Sliding Fast Down the Slippery Slope
R. Albert Mohler, Jr.
May 15, 2007
Just days after reporting that 90 percent of all babies diagnosed with Down syndrome are now aborted, Amy Harmon reports in The New York Times that the real reach of the question goes far beyond Down syndrome. Now, some babies are aborted for virtually any trait considered undesirable by the mother or parents — and ethicists seem unwilling to draw any clear lines.
As Harmon reports:
Abortion rights supporters — who believe that a woman has the right to make decisions about her own body — have had to grapple with the reality that the right to choose may well be used selectively to abort fetuses deemed genetically undesirable. And many are finding that, while they support a woman’s right to have an abortion if she does not want to have a baby, they are less comfortable when abortion is used by women who don’t want to have a particular baby.
“How much choice do you really want to give?” asked Arthur Caplan, chairman of the department of medical ethics at the University of Pennsylvania School of Medicine. “That’s the challenge of prenatal testing to pro-choicers.”
We knew this was coming, and the expanding availability of genetic testing will make the situation ever more complex and the options even more ominous. What about those who would abort a baby of the wrong sex . . . or eye color . . . or likely intelligence?
Here is a frightening section of the paper’s report:
But Kirsten Moore, president of the pro-choice Reproductive Health Technologies Project, said that when members of her staff recently discussed whether to recommend that any prenatal tests be banned, they found it impossible to draw a line — even at sex selection, which almost all found morally repugnant. “We all had our own zones of discomfort but still couldn’t quite bring ourselves to say, ‘Here’s the line, firm and clear’ because that is the core of the pro-choice philosophy,” she said. “You can never make that decision for someone else.”
There is a brutal honesty in Kirsten Moore’s candid admission that her inability to rule out any reason for an abortion is inherent in her pro-choice philosophy.

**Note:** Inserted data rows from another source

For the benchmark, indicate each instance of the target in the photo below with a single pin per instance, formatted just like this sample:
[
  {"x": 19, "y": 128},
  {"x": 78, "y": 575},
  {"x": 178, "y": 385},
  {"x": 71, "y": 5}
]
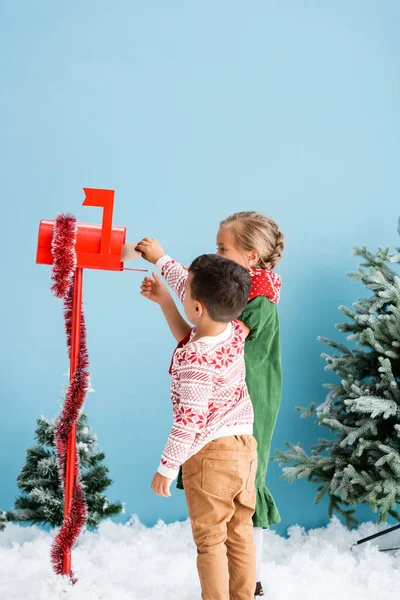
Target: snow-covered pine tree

That same point is made by Nancy Keenan, president of NARAL Pro-Choice America. She provided the paper with a statement that included these lines:
“This issue underscores the importance of families making personal, private decisions without political interference . . . The decision should be with women, their families, and their doctors.”
As Amy Harmon reports, there are a good many people who consider themselves pro-choice who cannot go along with this logic. Ann Althouse, a law professor who considers herself a supporter of abortion rights, asked the key question: “Shouldn’t they have moral standards about what reasons are acceptable for an abortion?”
The answer coming from groups like NARAL is a simple “no.” And they apparently mean it.
Professor Althouse should talk to Dan Neil, whose argument for unrestricted abortion rights sends chills down the spine.
Neil’s column, “The Abortion Debate Brought Home,” was published in the May 6, 2007 edition of The Los Angeles Times.
Here is how he begins:
My wife and I just had an abortion. Two, actually. We walked into a doctor’s office in downtown Los Angeles with four thriving fetuses — two girls and two boys — and walked out an hour later with just the girls, whom we will name, if we’re lucky enough to keep them, Rosalind and Vivian. Rosalind is my mother’s name.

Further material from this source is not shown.